What information/advice do you wish you had known prior to medical school?
I wish I would have known the importance of statistics – I probably would have taken more statistics courses, or at least paid more attention.

From your perspective, what is the biggest problem in health care today? Explain.
I believe creative ways need to be found to make sure each and every individual has healthcare coverage. Also, public health efforts are more important than ever. Having a knowledge base of global health issues (where skilled health workers are in much demand and a billion people lack access to health care systems), obtaining a Master of Public Health (MPH) will be very helpful in preparing for the future of medicine. If you are offered a combined degree program, I suggest seriously considering it. At NYU School of Medicine we have multiple dual degree options available.

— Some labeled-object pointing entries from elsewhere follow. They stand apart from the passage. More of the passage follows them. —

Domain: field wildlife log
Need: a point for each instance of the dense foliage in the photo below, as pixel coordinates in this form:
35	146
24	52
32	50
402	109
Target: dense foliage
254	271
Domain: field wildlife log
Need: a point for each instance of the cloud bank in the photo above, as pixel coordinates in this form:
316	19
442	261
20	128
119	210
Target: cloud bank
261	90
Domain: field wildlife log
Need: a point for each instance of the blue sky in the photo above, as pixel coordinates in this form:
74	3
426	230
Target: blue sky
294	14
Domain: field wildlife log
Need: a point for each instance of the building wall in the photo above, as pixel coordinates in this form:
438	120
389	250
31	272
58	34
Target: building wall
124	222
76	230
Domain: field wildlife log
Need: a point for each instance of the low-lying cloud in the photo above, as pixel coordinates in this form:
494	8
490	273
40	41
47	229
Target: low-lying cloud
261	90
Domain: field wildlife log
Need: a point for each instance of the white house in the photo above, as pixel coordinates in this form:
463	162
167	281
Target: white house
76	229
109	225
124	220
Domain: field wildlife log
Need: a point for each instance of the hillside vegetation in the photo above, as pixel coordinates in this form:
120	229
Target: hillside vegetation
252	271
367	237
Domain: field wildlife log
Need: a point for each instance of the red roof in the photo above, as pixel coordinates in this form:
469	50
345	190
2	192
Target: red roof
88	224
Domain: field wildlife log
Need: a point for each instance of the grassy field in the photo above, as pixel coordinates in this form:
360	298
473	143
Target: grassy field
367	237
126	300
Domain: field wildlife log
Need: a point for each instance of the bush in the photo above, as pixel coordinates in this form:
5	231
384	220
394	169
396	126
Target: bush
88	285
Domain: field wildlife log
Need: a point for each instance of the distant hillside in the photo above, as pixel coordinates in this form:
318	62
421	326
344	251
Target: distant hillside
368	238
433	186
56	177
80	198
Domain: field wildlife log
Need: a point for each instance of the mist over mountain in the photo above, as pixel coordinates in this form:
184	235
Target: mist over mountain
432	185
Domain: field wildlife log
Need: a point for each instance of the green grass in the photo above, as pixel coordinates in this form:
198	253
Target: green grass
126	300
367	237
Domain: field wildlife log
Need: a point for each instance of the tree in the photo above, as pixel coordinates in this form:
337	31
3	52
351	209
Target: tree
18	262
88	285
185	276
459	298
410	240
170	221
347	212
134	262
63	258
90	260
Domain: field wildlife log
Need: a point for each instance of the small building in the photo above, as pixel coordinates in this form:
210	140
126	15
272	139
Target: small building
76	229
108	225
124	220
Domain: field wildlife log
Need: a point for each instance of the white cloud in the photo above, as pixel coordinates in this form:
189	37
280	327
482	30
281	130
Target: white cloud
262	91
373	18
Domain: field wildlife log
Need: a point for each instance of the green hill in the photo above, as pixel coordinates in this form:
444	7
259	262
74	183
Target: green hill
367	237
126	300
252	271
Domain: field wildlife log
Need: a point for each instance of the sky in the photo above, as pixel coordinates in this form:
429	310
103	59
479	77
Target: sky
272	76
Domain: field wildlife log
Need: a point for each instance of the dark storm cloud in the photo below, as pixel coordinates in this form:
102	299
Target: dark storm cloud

Where do you see your specialty in five years?
The breast cancer field is evolving. We are getting to the point where we will be able to define a tumor’s behavior before even getting to the operating room. Before even removing the tumor, women will be offered therapies such as chemotherapy and anti-hormone therapy.

What types of outreach/volunteer work do you do, if any?
I started volunteering for grassroots breast cancer advocacy and resource groups in the early 80s, when I became very active as a resident and in my early years in practice. I currently sit on several not-for-profit boards and medical advisory boards and am very active in the NYU School of Medicine preceptor program for first and second year medical students. I work very hard to encourage students to go into the field of breast cancer.

Do you have any final piece of advice for students interested in pursuing your specialty as a career?
Take a varied approach to rotations, at home, and outside your institution. This is the time to see as much as you can and decide what you like. For instance, when I was training there were no interventional radiology residencies, and I think I would have enjoyed rotating in this area.